Agentic Development Framework (ADF)
A comprehensive environment layer for orchestrating autonomous development agents.
The Challenge
Most “agentic” coding tools are just fancy prompts wrapped in a loop. They lack context, persistence, and distinct roles. I needed a system that treated agents not as tools, but as first-class cognitive participants in a structured development process.
The Architecture
ADF is not just a script; it’s an Operating System for Work. It decomposes development into a two-layer model:
1. The Environment Layer (Ambient)
Six primitives that persist across all projects:
graph TD
subgraph Environment Layer
Orchestration --> Capabilities
Capabilities --> Knowledge
Knowledge --> Memory
Memory --> Maintenance
Maintenance --> Validation
end
subgraph Project Layer
Discover --> Design
Design --> Develop
Develop --> Deliver
end
Environment -.-> Project
- Orchestration: Defines the process (Discover → Design → Develop → Deliver).
- Capabilities: A registry of tools and skills (MCP servers, plugins).
- Knowledge: Curated, evergreen learnings (not just raw logs).
- Memory: Session persistence and cross-project continuity.
- Maintenance: Self-healing scripts and health checks.
- Validation: Drift detection and spec compliance.
2. The Project Layer (Ephemeral)
The actual work happens here, moving through strict stage gates:
Discover (Intent) → Design (Specs) → Develop (Build) → Deliver (Ship)
The “Builder” Implementation
ADF is built as a set of MCP Servers and Claude Code Plugins.
- ADF MCP Server: Exposes the environment to agents.

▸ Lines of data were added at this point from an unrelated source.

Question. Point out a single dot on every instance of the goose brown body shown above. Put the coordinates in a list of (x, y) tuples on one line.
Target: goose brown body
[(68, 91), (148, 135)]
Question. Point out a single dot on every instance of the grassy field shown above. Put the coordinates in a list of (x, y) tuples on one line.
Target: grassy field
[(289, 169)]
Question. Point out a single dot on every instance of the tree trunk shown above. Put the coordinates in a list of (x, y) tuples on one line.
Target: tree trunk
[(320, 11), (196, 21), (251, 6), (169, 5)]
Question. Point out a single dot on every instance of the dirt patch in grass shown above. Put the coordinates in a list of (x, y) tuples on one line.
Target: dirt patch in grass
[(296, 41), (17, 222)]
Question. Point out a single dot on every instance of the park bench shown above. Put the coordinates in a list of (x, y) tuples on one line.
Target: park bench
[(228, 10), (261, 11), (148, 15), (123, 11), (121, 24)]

An agent can “ask” the environment: “What skills do I have available for Python testing?” or “What did we learn about Next.js hydration errors in the last project?”

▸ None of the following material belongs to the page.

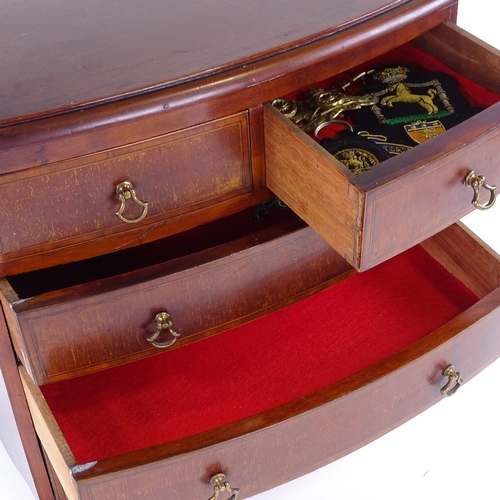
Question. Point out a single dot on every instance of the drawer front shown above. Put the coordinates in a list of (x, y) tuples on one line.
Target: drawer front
[(285, 442), (303, 443), (373, 216), (71, 202), (203, 294), (413, 207)]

- Codified Governance: Rules are not just suggestions; they are hard-coded constraints (
.claude/rules/) that the agent runtime cannot override.
Key Insight
“Context is disposable; Plan is durable.” ADF is designed to wipe the agent’s context window between phases. The agent must re-read the authoritative state (artifacts) to continue. This prevents “context drift” and hallucinations that plague long-running agent sessions.